The Portuguese Colonial War, also known in Portugal as the Overseas War or in the former colonies as the War of Liberation, and also known as the Angolan, Guinea-Bissau and Mozambican War of Independence, was a thirteen year long conflict fought between Portugal's military and the emerging nationalist movements in Portugal's African colonies between 1961 and 1974. The Portuguese ultra-conservative regime at the time, the Estado Novo, was overthrown by a military coup in 1974, and the change in government brought the conflict to an end. The war was a decisive ideological struggle in Lusophone Africa, surrounding nations, and mainland Portugal.

The Angolan War of Independence, called in Angola the Luta Armada de Libertação Nacional, began as an uprising against forced cultivation of cotton, and it became a multi-faction struggle for the control of Portugal's overseas province of Angola among three nationalist movements and a separatist movement. The war ended when a leftist military coup in Lisbon in April 1974 overthrew Portugal's Estado Novo dictatorship, and the new regime immediately stopped all military action in the African colonies, declaring its intention to grant them independence without delay.

The Guinea-Bissau War of Independence, or the Bissau-Guinean War of Independence, was an armed independence conflict that took place in Portuguese Guinea between 1963 and 1974. Fought between Portugal and the African Party for the Independence of Guinea and Cape Verde, an armed independence movement backed by Cuba and the Soviet Union, the war is commonly referred to as "Portugal's Vietnam" due to the large numbers of men and amounts of material expended in a long, mostly guerrilla war and the internal political turmoil it created in Portugal. The war ended when Portugal, after the Carnation Revolution of 1974, granted independence to Guinea-Bissau, followed by Cape Verde a year later.

The Mozambican War of Independence was an armed conflict between the guerrilla forces of the Mozambique Liberation Front or FRELIMO, and Portugal. The war officially started on September 25, 1964, and ended with a ceasefire on September 8, 1974, resulting in a negotiated independence in 1975.

The Cheche Disaster was an incident during the Portuguese Colonial War in Portuguese Guinea in which almost fifty Portuguese soldiers died on 6 February 1969 while crossing the Corubal River.

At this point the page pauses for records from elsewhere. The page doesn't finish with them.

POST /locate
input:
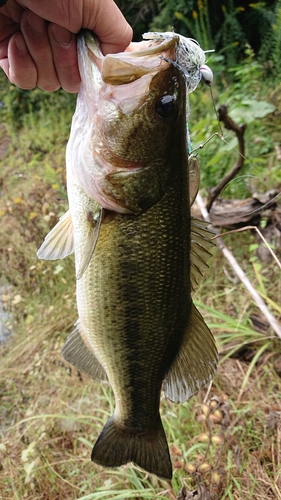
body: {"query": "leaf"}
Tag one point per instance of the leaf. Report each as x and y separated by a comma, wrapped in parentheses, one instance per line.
(249, 110)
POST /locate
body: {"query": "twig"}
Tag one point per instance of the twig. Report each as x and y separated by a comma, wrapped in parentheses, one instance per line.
(239, 131)
(240, 273)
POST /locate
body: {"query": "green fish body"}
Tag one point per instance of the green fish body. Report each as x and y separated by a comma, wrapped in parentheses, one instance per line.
(138, 255)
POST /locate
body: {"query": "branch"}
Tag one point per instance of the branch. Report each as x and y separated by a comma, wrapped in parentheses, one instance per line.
(240, 273)
(239, 131)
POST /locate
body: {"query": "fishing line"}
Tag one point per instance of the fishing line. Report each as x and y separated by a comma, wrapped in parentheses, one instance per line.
(195, 151)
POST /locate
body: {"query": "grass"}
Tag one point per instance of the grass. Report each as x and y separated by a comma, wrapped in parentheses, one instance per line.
(227, 442)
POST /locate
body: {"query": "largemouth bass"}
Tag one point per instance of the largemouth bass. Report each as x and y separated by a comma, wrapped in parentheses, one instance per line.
(138, 254)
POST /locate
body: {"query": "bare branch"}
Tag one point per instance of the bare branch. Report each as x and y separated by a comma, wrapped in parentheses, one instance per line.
(239, 131)
(240, 273)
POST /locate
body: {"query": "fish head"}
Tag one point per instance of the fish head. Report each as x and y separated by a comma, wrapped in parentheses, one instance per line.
(135, 105)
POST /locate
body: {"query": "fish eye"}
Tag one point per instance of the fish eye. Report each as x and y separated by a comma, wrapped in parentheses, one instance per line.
(165, 106)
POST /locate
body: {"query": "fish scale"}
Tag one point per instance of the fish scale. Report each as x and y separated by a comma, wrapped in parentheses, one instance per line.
(138, 253)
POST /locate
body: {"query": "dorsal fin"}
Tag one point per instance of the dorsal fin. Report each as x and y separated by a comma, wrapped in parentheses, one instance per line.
(59, 242)
(199, 249)
(195, 363)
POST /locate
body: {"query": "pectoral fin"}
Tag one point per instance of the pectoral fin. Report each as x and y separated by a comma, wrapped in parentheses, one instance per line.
(79, 355)
(200, 245)
(195, 363)
(94, 231)
(59, 243)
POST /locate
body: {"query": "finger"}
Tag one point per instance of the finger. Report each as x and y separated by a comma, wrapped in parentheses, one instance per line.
(64, 44)
(34, 30)
(102, 17)
(19, 66)
(109, 24)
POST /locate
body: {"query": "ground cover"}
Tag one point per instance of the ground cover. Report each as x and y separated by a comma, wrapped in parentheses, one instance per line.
(225, 444)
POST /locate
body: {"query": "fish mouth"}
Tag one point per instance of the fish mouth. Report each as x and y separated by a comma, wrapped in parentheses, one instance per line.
(139, 59)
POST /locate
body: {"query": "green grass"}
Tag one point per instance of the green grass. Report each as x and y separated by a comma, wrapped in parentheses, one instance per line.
(51, 415)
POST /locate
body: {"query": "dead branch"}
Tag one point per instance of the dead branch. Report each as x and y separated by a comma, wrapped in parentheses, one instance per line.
(239, 131)
(240, 273)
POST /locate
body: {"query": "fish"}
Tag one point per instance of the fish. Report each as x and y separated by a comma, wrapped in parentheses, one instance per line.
(138, 253)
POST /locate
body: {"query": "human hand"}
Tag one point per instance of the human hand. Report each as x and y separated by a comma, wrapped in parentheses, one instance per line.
(38, 39)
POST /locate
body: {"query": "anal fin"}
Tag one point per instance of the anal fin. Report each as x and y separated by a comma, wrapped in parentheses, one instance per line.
(77, 353)
(196, 362)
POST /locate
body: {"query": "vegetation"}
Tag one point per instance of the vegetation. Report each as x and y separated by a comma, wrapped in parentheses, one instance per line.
(226, 444)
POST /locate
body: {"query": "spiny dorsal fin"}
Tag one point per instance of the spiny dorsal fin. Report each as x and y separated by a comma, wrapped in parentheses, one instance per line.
(77, 353)
(59, 242)
(199, 249)
(195, 363)
(94, 224)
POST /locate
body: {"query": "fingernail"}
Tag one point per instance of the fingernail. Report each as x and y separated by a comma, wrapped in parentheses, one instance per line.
(21, 45)
(36, 23)
(61, 35)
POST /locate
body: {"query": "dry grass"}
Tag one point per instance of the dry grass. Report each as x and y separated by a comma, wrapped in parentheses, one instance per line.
(50, 414)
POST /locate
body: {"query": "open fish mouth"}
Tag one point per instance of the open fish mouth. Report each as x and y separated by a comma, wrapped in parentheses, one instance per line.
(140, 59)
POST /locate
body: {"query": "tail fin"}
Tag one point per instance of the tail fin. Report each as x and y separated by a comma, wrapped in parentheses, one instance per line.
(118, 446)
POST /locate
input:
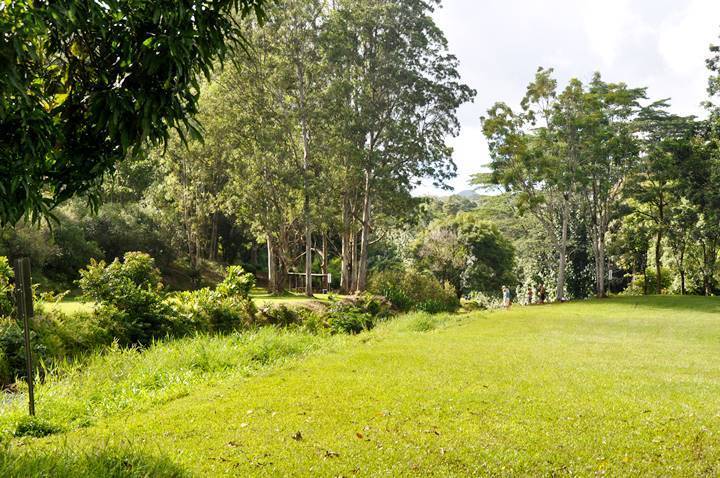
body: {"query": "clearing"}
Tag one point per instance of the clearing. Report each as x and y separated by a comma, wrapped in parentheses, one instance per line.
(621, 387)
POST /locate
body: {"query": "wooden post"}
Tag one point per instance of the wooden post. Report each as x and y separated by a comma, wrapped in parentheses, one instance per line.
(23, 298)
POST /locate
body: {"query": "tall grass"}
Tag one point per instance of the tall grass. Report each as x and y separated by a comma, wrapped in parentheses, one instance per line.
(77, 394)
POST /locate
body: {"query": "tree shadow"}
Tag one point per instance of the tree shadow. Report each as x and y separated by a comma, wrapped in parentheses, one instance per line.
(105, 462)
(686, 303)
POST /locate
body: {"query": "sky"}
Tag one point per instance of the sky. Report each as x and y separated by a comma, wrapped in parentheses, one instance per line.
(659, 44)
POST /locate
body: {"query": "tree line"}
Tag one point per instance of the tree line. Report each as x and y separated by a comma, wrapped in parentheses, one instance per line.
(315, 138)
(602, 163)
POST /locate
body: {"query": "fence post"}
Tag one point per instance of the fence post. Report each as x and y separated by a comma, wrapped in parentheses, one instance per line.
(23, 301)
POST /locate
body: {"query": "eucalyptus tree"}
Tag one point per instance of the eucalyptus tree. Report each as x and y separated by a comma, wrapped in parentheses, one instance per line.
(535, 155)
(83, 84)
(403, 91)
(609, 156)
(655, 185)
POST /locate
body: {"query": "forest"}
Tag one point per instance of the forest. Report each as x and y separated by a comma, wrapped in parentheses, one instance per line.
(235, 256)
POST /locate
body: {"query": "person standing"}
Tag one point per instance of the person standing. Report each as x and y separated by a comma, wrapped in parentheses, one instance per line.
(542, 294)
(507, 301)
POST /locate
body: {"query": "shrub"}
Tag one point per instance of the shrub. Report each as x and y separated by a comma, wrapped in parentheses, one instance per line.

Operation Abanadela was a military operation launched by the Portuguese Armed Forces in Mozambique during the Mozambican War of Independence against FRELIMO guerrillas in July 1970. designates a set of patrols carried out along the Zambezi River in Mozambique between 20 and 30 July 1970 in order to protect the construction of the Cahora Bassa dam from possible attacks the guerrillas of FRELIMO and the passage of these to the south towards Tete. The Portuguese patrols were carried out by small groups of soldiers from the Portuguese Marine Corps.
Operation Gordian Knot was the largest and most expensive Portuguese military campaign in the Portuguese overseas province of Mozambique, East Africa. The operation was carried out in 1970, during the Portuguese Colonial War (1961–1974). The objectives of the campaign were to close down the Mozambique Liberation Front (FRELIMO)'s infiltration routes across the Tanzanian border and to destroy permanent FRELIMO bases inside the liberated zones in Northern Mozambique. Gordian Knot was a seven-month long campaign ultimately employing thirty-five thousand men, and was almost successful since it destroyed most guerrilla camps located inside FRELIMO's liberated zones and captured large numbers of rebels and armaments, forcing FRELIMO to retreat from their bases and outposts in the provinces. The operation ultimately failed when FRELIMO forces regrouped and thrust further south into the province of Tete, opening a new front and overstretching the Portuguese Army. The failure of Gordian Knot helped fuel the discontent that led to the Carnation Revolution in April 1974.

Operation Green Sea was an amphibious attack on Conakry, the capital of Guinea, by between 350 and 420 Portuguese soldiers and Portuguese-led Guinean fighters in November 1970. The goals of the operation included the overthrow of Ahmed Sékou Touré's government, capture of the leader of the African Party for the Independence of Guinea and Cape Verde (PAIGC), Amílcar Cabral, destruction of the naval and air assets of the PAIGC and its Guinean supporters, and the rescue of Portuguese POWs held in Conakry.

Operation Penada was the name of a Portuguese military operation that occurred during the Portuguese Colonial War in Mozambique, in April 1972. The Portuguese 31st Battalion of Hunters took part in the operation, the battalion had been stationed in Furancungo.

The Revolutionary Armed Forces of the People or FARP were originally the armed wing of the African Party for the Independence of Guinea and Cape Verde during the struggle against Portuguese rule in Guinea-Bissau and Cape Verde. Since 1973, they constitute the national armed forces of Guinea-Bissau. A separate Cape Verdean branch of the FARP constituted the national armed forces of this country from 1975 until the early 1990s, when these were renamed "Cape Verdean Armed Forces".